Pesca – Algeria: Il Distretto di Mazara è un modello…

Il Ministro Khenafou auspica “sincera e fattiva collaborazione” su filiera ittica e nuove politiche del mare
di Gelis

Un distretto della pesca in Algeria e anche un Distretto della pesca del Mediterraneo. Questi i due traguardi possibili emersi dalla riunione nella sala Rossa dell’Ars. Al primo ha mostrato vivo interesse il ministro della Pesca e delle Risorse alieutiche dell’Algeria, Abdallah Khenafou, in visita al Distretto Produttivo della Pesca presieduto da Giovanni Tumbiolo.

A Palazzo dei Normanni la Sicilia è stata rappresentata dal Vice-Presidente dell’ARS On. Camillo Oddo, dall’Assessore Regionale alla formazione, Mario Centorrino, dal Presidente della Commissione Attività produttive Salvino Caputo.

E’ la prima volta che un ministro algerino viene nell’Isola in veste ufficiale.

E’ stato notato come la Sicilia sia legata all’Algeria già almeno da tre elementi come il mare, la cultura e il gas, con riferimento al metanodotto della Snam.

Il Ministro Khenafou ha auspicato una “sincera e fattiva collaborazione” nel campo della filiera ittica e delle nuove politiche del mare: “La mia visita in Sicilia, al Distretto della Pesca – ha ribadito il Ministro della Pesca di Algeria - non si fermerà ad una fase protocollare. Vogliamo creare in Algeria un polo tecnologico della Pesca, adottando un modello di successo qual è il Distretto della Pesca Siciliano. La mia visita non avrebbe senso se non fosse seguita da passi concreti per l’avvio di una cooperazione tecnico-scientifica”.

Tutti hanno indicato nel Distretto produttivo della Pesca di Mazara del Vallo un modello di distretto che funziona da prendere ad esempio. Tumbiolo ha sottolineato di volerne esportare l’esperienza in Algeria, ma ha anche detto che si sta pensando ad un Distretto della Pesca che coinvolga in modo sinergico l’area del Mediterraneo.

Il ministro Algerino è poi stato invitato a Mazara presso l’Osservatorio della Pesca “Iamc Cnr”, vero termometro della salute del mare, i cui rilievi sono a disposizione di tutti gli stati e si intrinseca in Rapporto annuale sulla pesca in Mediterraneo e in un Forum che si riunisce periodicamente.

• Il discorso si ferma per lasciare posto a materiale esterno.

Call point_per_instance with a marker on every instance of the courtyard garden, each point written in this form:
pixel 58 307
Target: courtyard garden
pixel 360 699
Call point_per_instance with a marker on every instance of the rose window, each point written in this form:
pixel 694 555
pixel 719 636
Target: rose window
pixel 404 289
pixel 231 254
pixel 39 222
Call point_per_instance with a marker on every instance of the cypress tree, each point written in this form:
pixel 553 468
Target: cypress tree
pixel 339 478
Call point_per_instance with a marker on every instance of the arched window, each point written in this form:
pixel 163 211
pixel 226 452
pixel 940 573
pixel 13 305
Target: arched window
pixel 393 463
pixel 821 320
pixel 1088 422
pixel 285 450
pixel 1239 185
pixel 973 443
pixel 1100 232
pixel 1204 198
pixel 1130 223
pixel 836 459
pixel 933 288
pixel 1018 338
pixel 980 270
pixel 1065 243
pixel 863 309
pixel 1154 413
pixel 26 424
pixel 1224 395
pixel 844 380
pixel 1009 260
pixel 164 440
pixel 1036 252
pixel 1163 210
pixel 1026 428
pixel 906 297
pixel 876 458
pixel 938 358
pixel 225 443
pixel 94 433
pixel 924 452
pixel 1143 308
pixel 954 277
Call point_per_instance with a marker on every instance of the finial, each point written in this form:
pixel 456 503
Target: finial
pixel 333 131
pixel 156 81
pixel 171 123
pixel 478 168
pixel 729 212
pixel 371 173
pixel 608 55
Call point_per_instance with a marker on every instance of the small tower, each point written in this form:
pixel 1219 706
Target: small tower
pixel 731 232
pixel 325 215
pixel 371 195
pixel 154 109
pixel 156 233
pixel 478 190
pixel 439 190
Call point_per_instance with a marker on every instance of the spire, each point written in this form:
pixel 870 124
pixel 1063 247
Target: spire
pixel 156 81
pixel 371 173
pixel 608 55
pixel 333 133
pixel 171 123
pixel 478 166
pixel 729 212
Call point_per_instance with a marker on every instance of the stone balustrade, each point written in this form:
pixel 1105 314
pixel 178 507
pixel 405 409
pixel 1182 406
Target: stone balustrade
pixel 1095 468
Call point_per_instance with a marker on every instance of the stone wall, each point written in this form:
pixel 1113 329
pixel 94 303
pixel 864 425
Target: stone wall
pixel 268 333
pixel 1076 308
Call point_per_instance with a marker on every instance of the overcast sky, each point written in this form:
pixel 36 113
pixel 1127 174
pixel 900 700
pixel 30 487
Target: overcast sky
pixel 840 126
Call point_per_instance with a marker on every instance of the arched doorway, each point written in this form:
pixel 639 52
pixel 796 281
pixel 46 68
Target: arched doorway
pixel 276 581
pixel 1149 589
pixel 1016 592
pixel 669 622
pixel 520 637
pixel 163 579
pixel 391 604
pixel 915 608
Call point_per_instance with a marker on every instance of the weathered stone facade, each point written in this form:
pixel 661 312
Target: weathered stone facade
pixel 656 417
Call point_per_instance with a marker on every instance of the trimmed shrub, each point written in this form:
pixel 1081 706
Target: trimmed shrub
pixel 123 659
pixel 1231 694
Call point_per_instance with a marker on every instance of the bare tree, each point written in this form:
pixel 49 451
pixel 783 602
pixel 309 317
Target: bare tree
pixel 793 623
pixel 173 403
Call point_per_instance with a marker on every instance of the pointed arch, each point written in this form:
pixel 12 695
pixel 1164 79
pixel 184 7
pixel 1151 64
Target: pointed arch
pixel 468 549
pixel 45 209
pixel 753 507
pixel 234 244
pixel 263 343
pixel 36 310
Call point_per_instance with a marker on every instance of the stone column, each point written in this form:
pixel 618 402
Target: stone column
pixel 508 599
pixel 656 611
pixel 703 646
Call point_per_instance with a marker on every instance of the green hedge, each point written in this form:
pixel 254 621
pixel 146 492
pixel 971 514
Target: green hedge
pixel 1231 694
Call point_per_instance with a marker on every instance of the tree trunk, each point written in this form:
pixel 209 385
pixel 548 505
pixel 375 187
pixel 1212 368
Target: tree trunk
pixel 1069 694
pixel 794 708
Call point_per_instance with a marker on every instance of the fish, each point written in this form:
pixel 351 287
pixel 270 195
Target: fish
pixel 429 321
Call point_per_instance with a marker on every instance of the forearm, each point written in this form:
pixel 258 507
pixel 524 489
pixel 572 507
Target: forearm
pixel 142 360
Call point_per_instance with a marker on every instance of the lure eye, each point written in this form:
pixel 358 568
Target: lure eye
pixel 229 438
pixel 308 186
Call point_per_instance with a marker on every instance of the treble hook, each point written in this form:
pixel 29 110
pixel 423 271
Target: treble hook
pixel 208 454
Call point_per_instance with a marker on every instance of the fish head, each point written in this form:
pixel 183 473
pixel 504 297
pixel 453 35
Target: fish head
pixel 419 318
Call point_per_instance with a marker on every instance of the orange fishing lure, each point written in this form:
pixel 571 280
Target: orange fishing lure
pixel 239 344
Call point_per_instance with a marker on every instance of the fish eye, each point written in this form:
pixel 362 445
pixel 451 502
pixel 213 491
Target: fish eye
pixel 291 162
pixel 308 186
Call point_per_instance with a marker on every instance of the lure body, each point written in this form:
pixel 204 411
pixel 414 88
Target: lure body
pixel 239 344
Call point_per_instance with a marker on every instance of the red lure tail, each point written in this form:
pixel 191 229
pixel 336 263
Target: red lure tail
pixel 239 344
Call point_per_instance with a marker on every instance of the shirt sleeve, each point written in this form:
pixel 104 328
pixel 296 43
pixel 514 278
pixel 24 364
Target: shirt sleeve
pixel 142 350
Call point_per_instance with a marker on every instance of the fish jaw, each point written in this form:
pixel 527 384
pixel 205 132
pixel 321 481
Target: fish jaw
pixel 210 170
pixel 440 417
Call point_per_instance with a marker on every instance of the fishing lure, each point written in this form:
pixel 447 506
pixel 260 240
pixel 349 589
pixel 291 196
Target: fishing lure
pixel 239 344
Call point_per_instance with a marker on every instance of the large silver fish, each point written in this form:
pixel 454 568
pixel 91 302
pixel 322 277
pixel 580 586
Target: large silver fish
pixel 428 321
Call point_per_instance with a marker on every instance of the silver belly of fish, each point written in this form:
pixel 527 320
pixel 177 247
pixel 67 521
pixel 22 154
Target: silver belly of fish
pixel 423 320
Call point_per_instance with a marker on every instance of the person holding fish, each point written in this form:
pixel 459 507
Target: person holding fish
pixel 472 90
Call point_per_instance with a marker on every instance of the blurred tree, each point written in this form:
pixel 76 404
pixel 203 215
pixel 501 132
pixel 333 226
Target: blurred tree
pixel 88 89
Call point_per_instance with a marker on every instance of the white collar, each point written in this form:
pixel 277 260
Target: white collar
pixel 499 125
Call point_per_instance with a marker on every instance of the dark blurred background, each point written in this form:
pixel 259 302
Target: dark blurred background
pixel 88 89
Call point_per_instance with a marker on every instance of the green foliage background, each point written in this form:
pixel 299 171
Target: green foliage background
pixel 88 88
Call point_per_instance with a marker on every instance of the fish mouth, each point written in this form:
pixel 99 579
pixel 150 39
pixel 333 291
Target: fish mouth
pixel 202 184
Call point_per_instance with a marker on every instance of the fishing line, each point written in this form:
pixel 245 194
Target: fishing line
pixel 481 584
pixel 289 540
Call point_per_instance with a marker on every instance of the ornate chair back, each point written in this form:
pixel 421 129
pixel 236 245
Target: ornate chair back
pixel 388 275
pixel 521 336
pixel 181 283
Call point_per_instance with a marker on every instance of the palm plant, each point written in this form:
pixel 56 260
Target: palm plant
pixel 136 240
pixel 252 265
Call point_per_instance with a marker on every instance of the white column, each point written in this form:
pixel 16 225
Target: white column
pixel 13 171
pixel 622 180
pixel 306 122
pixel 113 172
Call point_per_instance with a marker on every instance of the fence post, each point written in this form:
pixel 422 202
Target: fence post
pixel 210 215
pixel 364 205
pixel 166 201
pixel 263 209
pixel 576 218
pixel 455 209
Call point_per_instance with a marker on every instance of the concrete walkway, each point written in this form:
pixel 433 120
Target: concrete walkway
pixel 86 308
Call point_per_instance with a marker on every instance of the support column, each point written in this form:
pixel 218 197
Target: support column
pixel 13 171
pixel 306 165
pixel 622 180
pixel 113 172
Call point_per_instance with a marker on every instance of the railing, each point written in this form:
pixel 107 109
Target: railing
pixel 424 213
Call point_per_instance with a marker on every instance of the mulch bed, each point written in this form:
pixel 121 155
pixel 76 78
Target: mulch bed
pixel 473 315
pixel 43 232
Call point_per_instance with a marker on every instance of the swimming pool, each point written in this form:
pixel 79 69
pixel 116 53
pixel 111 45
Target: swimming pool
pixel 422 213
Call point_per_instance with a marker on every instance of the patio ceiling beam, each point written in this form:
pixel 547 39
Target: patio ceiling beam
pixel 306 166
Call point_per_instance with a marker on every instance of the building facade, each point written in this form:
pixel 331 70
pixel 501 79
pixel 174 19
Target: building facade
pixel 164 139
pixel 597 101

Ecco un passo, infine, del discorso del ministro algerino che ha il senso di un proficuo saluto finale: “Sono venuto qui per conoscere le potenzialità della Sicilia e i modelli che ci saranno proposti. Poi avvieremo insieme un cammino comune. Prevediamo il formarsi di un comitato misto. Sul piano istituzionale, quasi tutti i punti riguardano la professionalità, la preparazione scientifica... Bisogna essere pragmatici. Noi vedremo com’è organizzato questo polo tecnologico (del Distretto, ndr), ma non sono venuto solo per parlare. Voglio passare ad una seconda fase di cooperazione. Anche perché noi forniamo il gas all’Italia e questo è pur sempre un legame grande. Sono convinto che potremo fare molte cose insieme. Cerco una cooperazione concreta e soprattutto sincera. Si possono avviare dei partenariati”.